I also agree with getting her into Assisted Living....they all sit around complaining together lots of times, so it takes some of the burden off of us.
Good luck!
I'm glad your mom doesn't live with u, (cuz that cud become a nightmare), but does she live on her own? If so, maybe mom wud prefer an assisted living: cuz there's people 2eat with daily, & games like bingo & scrabble. Nurses 24/7 also. (Everyone's different,...just cuz my mom didn't like ALF, doesn't mean your mom won't). Your mom had friends in life, ...while my mom didn't. (She was extremely antisocial). Just consider touring a place with her, maybe. Meanwhile get mom on some klonopin, (for anxiety). Best wishes.
Can you tell her you're taking her to breakfast and then stop by a senior center to look for yourself? If she won't get out of the, go in yourself and talk to the director, who may have some ideas.
YOU certainly need support! Have you thought about seeing a therapist or counselor so you have someone to bounce ideas for mom's care off?
In your county, there is an organization called the Area Agency on Aging. You can call them up and find local resources. Do you think mom would go to a senior center if you went with her, at least initially?

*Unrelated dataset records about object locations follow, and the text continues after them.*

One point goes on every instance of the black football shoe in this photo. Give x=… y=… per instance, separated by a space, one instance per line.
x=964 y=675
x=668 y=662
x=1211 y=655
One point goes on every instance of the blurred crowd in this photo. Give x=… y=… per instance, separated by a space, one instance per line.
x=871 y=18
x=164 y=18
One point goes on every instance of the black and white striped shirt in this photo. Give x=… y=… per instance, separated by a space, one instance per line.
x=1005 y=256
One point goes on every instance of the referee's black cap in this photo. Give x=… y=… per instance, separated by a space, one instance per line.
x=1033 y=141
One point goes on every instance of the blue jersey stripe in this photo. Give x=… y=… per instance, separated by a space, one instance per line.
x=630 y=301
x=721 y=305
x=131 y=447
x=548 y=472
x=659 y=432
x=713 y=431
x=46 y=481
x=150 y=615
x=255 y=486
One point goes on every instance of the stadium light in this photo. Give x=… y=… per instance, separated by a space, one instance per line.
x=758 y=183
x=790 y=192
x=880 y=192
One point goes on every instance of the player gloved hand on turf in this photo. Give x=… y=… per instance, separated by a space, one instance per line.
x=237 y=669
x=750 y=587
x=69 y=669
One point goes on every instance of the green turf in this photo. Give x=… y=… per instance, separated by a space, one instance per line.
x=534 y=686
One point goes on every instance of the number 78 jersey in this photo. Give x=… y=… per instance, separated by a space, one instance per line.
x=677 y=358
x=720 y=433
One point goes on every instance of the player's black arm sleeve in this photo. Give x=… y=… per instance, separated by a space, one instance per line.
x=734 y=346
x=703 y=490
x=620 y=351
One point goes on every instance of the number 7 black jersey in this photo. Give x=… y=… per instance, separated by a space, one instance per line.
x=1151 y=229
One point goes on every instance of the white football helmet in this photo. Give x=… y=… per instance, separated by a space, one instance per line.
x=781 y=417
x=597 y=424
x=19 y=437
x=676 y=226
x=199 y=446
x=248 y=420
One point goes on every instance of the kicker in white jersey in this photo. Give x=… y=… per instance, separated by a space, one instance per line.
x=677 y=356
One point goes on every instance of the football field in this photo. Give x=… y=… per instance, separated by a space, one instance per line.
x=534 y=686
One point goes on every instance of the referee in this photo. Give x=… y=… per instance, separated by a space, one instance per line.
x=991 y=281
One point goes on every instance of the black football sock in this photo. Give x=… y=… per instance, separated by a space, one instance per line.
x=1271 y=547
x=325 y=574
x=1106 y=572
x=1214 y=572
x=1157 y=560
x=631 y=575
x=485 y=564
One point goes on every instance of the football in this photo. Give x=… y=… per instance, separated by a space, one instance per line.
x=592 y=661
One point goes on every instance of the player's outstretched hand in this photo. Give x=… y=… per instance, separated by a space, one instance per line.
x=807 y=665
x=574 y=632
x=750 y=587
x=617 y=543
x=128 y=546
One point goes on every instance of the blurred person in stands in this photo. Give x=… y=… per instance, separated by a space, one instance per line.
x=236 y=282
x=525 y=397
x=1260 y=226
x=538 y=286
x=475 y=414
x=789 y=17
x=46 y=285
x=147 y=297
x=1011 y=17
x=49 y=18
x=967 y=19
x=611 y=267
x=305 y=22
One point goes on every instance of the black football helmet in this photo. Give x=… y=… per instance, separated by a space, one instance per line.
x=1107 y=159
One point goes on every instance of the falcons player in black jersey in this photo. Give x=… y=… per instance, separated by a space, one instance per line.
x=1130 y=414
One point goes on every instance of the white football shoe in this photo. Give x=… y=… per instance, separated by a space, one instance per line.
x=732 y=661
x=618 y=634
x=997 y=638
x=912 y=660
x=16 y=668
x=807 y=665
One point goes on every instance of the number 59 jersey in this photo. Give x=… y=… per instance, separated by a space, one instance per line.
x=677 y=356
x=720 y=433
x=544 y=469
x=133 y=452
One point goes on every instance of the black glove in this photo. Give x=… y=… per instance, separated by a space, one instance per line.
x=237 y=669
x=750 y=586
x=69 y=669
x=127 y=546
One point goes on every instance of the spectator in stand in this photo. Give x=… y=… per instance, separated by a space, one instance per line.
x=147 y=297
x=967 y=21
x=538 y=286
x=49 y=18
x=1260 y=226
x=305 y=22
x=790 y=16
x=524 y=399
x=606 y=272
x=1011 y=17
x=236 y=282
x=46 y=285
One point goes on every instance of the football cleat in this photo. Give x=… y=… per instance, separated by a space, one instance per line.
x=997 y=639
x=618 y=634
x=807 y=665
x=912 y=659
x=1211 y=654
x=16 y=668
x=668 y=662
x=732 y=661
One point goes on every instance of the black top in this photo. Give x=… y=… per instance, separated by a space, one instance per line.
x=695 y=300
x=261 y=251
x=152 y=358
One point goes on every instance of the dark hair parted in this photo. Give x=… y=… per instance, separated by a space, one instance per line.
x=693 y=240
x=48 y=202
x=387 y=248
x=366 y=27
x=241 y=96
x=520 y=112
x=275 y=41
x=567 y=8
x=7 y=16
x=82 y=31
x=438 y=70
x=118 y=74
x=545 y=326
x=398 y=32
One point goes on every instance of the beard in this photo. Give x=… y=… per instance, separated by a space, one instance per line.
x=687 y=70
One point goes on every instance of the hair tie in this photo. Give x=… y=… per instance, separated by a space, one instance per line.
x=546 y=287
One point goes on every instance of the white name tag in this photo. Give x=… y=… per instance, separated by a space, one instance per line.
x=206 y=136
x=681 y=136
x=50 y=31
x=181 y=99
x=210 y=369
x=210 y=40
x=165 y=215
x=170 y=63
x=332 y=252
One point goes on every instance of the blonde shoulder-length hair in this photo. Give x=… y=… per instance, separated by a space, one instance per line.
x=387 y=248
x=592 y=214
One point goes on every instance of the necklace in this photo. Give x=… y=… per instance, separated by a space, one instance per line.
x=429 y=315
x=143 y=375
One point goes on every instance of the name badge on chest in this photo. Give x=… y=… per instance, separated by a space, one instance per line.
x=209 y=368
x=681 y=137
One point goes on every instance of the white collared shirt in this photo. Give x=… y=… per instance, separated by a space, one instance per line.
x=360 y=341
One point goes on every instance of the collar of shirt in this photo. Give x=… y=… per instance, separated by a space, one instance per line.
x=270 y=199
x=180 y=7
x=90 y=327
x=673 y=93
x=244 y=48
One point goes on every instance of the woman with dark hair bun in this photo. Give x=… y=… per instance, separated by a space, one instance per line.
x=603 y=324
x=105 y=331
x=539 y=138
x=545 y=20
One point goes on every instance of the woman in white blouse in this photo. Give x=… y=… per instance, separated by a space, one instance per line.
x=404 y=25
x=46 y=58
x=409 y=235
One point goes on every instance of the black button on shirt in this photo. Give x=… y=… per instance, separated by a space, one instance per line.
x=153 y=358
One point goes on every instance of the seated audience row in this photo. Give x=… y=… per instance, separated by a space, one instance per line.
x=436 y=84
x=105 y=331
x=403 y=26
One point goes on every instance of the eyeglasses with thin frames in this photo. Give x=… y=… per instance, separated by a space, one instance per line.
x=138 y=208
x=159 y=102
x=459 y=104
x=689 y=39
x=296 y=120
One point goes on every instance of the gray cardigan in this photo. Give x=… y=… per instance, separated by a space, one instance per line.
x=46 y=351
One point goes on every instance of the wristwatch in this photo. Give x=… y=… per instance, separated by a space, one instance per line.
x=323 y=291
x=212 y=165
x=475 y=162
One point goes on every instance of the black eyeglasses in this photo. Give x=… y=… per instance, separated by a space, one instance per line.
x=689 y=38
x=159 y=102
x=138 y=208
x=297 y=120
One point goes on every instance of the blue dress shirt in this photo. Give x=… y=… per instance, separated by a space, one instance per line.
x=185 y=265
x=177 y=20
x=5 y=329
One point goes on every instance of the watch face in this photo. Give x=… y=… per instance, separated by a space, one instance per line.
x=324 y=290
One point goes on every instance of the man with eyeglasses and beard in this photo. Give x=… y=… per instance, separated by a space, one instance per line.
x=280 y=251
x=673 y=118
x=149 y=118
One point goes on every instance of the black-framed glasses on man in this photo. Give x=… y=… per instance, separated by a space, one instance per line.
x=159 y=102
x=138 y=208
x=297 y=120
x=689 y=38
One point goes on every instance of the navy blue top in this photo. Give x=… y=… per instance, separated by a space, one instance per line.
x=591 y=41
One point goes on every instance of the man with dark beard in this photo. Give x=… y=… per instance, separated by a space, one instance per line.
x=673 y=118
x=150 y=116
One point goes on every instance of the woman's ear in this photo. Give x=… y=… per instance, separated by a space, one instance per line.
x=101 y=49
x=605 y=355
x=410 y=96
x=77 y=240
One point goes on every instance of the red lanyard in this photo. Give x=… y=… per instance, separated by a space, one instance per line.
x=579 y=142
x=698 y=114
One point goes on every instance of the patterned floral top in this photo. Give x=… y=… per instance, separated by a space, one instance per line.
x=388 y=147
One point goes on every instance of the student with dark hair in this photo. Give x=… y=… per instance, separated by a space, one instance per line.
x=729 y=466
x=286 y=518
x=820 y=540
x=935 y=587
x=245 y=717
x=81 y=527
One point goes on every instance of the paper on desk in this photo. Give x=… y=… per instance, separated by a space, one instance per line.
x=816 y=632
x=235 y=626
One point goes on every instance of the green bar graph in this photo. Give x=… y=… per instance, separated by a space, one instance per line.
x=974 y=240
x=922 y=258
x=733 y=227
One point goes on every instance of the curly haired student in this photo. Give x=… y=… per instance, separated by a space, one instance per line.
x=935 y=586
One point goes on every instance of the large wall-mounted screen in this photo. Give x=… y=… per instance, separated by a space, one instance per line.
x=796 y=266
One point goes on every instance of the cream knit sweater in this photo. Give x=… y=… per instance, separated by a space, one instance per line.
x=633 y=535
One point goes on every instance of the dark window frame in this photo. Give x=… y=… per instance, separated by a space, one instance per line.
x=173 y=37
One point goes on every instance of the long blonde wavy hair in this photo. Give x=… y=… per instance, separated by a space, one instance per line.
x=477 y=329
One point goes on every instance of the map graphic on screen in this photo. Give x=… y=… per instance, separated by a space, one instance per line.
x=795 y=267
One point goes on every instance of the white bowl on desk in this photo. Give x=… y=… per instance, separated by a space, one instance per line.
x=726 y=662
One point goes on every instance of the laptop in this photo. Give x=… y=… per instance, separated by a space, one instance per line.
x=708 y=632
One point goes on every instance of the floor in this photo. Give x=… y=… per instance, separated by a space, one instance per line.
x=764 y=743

Some of us have gotten our elders to see the doctor by telling them that Medicare requires them to be seen once a year. Can you try that?
What I have noticed is that they do best when surrounded by people their own age, they settle in with their own generation so to speak and like my mother who is 94, she has outlived her small circle of friends.
Have you considered IL or AL for her? She may thrive in that environment, my step-father and his wife are very happy there, they have made new friends and enjoy the many activities, they are no longer sitting by themselves...depressed and alone.